Verständnis hilft, Konflikte zu lösen oder nicht eskalieren zu lassen. Wenn alle Beteiligten sich gesehen und verstanden fühlen entsteht ein Weg, der Kommunikation fördert und nicht verhindert. Verschiedene Sichtweisen können offen diskutiert werden und ein Konflikt hat die Chance, konstruktiv zu werden.
Ein kurzes Eintauschen in die Gene Keys:
Welche Muster ergeben sich aus der Intoleranz?
(In Anlehnung an die Gene Keys)
Die repressive Natur (eher introvertiert)
„Apathisch“
Beginne zu denken, aber lasse Dein Denken nicht Dein Leben bestimmen.
Unbewusste Angst lässt Dich mental bewegungsunfähig werden – er friert ein.

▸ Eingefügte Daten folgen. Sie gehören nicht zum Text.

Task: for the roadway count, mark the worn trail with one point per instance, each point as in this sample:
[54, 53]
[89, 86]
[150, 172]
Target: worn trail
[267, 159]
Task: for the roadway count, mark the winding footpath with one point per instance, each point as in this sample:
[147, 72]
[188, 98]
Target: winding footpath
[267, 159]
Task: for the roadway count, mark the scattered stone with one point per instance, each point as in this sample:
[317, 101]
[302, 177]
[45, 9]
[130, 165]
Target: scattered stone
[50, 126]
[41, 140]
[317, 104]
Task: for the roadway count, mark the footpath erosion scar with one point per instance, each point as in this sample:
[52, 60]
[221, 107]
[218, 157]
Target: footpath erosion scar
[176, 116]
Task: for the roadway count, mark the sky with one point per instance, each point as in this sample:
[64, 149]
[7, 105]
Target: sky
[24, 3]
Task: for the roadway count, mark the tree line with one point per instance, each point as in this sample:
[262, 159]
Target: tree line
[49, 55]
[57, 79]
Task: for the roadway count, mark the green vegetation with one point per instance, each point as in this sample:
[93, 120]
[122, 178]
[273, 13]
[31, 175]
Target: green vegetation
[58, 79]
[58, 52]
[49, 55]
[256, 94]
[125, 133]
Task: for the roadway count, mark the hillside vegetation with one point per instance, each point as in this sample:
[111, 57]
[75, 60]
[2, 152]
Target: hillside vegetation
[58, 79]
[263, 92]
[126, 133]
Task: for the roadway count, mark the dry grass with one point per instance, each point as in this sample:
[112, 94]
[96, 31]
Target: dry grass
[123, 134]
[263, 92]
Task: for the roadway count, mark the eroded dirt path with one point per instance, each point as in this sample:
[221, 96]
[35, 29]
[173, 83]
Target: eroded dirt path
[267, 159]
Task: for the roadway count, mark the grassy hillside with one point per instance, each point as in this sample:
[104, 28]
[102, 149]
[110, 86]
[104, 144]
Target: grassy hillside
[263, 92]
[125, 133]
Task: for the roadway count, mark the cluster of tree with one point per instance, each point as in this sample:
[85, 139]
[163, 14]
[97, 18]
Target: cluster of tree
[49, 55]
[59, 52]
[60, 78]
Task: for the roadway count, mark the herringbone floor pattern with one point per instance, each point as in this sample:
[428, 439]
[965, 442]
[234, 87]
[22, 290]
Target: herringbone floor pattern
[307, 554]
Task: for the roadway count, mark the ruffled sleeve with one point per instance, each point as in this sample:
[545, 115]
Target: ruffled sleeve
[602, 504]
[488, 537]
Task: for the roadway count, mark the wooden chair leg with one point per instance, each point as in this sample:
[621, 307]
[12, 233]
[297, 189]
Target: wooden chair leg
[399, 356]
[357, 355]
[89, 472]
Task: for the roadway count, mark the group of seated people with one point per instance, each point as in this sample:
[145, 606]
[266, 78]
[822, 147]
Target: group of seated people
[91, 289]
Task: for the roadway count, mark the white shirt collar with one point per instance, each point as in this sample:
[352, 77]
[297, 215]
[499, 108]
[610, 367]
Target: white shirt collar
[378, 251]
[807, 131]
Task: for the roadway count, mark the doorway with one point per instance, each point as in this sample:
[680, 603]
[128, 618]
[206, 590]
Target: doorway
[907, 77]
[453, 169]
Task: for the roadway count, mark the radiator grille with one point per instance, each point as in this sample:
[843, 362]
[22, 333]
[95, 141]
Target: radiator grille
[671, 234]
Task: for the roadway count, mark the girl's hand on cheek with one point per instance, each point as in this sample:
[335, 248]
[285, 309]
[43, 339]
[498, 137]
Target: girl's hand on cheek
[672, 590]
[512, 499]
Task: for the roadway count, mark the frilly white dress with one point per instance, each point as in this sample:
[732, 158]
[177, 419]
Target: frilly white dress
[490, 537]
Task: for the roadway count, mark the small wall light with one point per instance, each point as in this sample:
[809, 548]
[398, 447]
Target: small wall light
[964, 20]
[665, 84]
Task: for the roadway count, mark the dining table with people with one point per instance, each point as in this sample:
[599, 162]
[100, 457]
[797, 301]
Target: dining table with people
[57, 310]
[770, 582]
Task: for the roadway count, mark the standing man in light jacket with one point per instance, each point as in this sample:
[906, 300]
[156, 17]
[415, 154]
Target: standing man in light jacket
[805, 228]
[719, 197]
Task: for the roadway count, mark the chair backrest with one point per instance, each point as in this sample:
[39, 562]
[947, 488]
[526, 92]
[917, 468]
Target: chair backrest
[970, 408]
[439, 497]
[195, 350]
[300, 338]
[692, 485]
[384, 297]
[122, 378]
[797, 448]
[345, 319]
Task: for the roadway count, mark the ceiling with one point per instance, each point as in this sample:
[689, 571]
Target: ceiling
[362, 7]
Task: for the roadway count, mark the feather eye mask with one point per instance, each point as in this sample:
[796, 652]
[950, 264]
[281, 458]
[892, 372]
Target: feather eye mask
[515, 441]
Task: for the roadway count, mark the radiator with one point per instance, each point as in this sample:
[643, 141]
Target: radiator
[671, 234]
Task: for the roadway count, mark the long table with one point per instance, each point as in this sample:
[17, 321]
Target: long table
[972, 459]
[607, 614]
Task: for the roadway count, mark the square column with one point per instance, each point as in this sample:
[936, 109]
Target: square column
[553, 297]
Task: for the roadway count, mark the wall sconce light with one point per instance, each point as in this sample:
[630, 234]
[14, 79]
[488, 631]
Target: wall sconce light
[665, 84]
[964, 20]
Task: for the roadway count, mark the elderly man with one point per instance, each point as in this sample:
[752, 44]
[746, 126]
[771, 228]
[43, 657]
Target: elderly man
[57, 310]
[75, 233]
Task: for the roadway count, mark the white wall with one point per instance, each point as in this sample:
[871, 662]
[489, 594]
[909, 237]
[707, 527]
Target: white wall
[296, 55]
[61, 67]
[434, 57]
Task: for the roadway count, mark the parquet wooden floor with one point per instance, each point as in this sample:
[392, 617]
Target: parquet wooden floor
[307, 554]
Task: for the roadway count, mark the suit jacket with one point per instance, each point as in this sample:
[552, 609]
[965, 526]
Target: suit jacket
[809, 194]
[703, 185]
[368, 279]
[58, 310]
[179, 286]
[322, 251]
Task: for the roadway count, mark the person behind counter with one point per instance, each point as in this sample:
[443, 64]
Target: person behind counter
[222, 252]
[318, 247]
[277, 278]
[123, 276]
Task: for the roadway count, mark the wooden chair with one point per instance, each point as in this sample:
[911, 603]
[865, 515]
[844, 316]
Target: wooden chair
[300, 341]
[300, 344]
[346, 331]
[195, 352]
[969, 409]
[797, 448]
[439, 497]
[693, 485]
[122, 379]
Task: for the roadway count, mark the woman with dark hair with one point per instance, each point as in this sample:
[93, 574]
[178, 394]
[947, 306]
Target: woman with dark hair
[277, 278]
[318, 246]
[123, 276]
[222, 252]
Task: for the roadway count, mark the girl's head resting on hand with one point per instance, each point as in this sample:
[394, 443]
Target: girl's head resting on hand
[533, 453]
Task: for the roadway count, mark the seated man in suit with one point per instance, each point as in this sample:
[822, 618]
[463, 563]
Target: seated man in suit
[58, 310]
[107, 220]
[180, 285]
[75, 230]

Dein Geist wirkt apathisch. Das heißt im Klartext, er ist nicht mehr „auf Zack“.
… Funktion eingestellt… out of order.
scheint nicht mehr intelligent zu sein – nicht, weil er nicht dazu in der Lage wäre, sondern weil er seine Funktion eingestellt hat (Lähmung) und in eine Art Lethargie versunken ist.
Es fällt Dir dadurch sehr schwer, eine Meinung zu äußern – kurz, Du meinst tatsächlich, Du hast gar keine (kann eine unbewusste Entscheidung der Angst sein).
Das Außen sieht Dich mitunter anders, da diese Natur gut verborgen gehalten werden kann. Dennoch ist Deine Lebensenergie so gering, dass es sich mental und körperlich zeigen kann.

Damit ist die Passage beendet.